As John Maxwell says, “People buy into the leader before they buy into the vision.” In today’s business environment, CFO leaders are not just number crunchers (if they ever were). They’re catalysts for change, developing strategic insight based on a data driven approach. And like all good leaders, they say no, even when the more popular decision would be to say yes.
Today, the CFO is a catalyst for change within the organization. Using a data driven approach, CFOs assess which strategies could create value and then foster alignment between key decision-makers to gain momentum on the resulting initiatives. As Pamela R. Murphy and Yolande E. Chin write in their article “The CFO Competency Map” CFOs create accountability and focus on “establishing a value attitude throughout the organization.” And like any great leader, they marry the ability to listen to others, with the courage to make tough decisions.

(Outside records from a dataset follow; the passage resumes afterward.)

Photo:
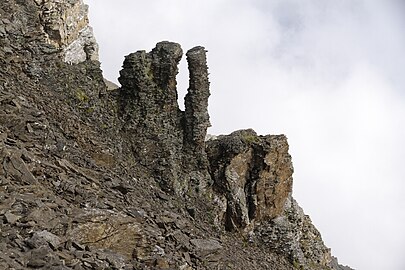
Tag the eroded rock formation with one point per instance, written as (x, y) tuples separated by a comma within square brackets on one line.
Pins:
[(66, 26), (123, 179), (162, 137)]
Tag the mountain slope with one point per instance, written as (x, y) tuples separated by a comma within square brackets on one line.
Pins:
[(92, 178)]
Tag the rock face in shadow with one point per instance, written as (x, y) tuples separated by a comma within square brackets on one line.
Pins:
[(92, 178), (163, 138)]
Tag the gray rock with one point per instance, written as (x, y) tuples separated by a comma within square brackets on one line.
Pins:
[(11, 218), (44, 238), (205, 247)]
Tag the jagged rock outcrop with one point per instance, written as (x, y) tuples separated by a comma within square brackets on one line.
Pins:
[(123, 179), (162, 137), (253, 174), (66, 26)]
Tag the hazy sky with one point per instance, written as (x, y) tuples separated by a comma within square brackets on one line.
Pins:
[(327, 73)]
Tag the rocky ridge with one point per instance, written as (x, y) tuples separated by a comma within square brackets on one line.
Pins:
[(92, 178)]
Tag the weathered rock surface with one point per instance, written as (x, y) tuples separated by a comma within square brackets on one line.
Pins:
[(92, 178), (66, 26), (163, 138), (253, 174)]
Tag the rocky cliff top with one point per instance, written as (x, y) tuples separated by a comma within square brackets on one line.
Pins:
[(97, 177)]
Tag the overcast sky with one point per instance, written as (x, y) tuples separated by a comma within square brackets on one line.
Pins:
[(327, 73)]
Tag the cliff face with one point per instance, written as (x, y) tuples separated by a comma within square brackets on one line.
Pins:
[(92, 178)]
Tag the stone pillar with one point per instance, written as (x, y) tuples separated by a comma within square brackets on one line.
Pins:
[(150, 113), (196, 102)]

The word “steward” has an appealing ring to it. This stems from the feeling that a steward has a caretaker like approach to whatever they are responsible for. CFOs, with their privileged access to information across an organization, are often trusted advisors. They ensure that their company complies with financial and reporting demands, and take the lead on risk management and asset preservation. The responsibilities of stewardship are profound and as Jason Karaian writes in “How CFOs Took Over the Boardroom” company missteps “fall disproportionately on the CFO.”
With their analytical approach, CFOs provide perspective on growth and innovation. They are change agents, responsible for balancing costs and service levels. They are trusted advisors to upper management, and stewards of the company’s assets. In a role that continues to evolve, the image of a CFO pouring over numbers in an isolated office is no longer an accurate reflection of the job’s demands.